La propaganda cinese passa al digitale

In Cina, Relazioni Internazionali by Alessandra Colarizi

Nel mese di novembre, l’Ofcom, l’autorità regolatrice per le società di comunicazione nel Regno Unito, ha aperto un’inchiesta per accertare le accuse spiccate dall’ex investigatore privato e giornalista Peter Humphrey, secondo le quali l’emittente statale cinese avrebbe avuto un ruolo chiave nell’esecuzione della confessione forzata estortagli dalle autorità di Pechino prima ancora che fosse messo a processo. Secondo Humphrey, condannato nel 2014 a due anni di carcere in un caso di corruzione, “i giornalisti della CCTV hanno collaborato con la polizia cinese per estrarre, registrare, produrre e poi trasmettere la sua confessione”. Le immagini sono poi circolate a livello global attraverso la divisione internazionale CGTN, violando le regole dei media. Se l’inchiesta dovesse confermare le accuse, nel peggiore dei casi l’emittente rischia l’espulsione dal paese per aver infranto il codice di trasmissione britannico quanto a “imparzialità, accuratezza, correttezza e privacy.”
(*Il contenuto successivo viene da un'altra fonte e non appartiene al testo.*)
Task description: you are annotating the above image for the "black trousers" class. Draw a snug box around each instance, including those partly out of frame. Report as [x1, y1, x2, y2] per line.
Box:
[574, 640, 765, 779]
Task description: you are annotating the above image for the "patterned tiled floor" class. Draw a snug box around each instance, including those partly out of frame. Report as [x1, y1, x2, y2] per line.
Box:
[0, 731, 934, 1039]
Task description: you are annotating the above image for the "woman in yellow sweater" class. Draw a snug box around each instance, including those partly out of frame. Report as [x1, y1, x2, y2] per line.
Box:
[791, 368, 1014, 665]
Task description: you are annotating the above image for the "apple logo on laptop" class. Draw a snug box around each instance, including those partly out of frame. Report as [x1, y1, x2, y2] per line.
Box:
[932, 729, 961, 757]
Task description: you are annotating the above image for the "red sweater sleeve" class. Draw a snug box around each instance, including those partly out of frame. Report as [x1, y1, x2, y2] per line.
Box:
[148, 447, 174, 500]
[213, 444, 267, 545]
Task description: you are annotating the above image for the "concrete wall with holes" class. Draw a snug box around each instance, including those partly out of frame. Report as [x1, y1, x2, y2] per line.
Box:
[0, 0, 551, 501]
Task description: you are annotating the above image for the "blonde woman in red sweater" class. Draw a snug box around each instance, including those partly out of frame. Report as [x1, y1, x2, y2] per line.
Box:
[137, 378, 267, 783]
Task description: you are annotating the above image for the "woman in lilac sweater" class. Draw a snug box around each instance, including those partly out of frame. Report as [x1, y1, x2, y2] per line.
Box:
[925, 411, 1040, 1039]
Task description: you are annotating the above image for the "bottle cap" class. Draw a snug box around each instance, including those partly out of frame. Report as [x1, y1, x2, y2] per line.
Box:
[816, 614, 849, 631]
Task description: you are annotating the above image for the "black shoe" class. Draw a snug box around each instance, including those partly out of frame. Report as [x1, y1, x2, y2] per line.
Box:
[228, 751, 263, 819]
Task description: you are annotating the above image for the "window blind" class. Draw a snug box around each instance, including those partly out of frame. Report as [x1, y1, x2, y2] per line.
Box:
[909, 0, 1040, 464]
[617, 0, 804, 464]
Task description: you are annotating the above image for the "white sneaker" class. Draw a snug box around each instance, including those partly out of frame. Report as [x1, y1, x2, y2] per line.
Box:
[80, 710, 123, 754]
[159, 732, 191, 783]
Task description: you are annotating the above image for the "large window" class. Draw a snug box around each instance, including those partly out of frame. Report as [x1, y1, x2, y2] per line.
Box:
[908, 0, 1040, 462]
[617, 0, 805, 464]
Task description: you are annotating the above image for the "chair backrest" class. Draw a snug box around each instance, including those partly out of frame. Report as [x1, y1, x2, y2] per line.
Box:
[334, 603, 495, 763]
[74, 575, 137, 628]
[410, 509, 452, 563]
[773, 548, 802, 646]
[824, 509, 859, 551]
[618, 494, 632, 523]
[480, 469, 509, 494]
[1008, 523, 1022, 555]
Si tratterebbe del primo rovinoso inciampo per il colosso statale, dopo anni di protagonismo sullo scacchiere internazionale. Complice la crisi vissuta trasversalmente dal settore alle nostre latitudini. Da quando nel 2003 il termine “guerra mediatica” è stato incluso nel vocabolario dell’Esercito di Liberazione popolare per descrivere l’influenza filocinese esercitata sull’opinione pubblica nazionale ed internazionale in situazioni di crisi, la propaganda comunista ha speso più di 6 miliardi di dollari per puntellare la propria presenza oltreconfine, con l’offerta di corsi di formazione per giornalisti stranieri, conquistando spazi nei principali quotidiani in lingua inglese e aprendo un centinaio di redazioni radiofoniche e televisive all’estero.

Ora che, tuttavia, il progetto infrastrutturale a guida cinese Belt and Road ha già raggiunto oltre 100 paesi tra Asia, Africa, Sudamerica ed Europa, il soft power made in China comincia prendere nuove strade. Lontano dagli occhi vigili dell’Occidente, la seconda superpotenza mondiale sta estendendo il proprio controllo sull’informazione dalla fase di produzione ai canali di trasmissione.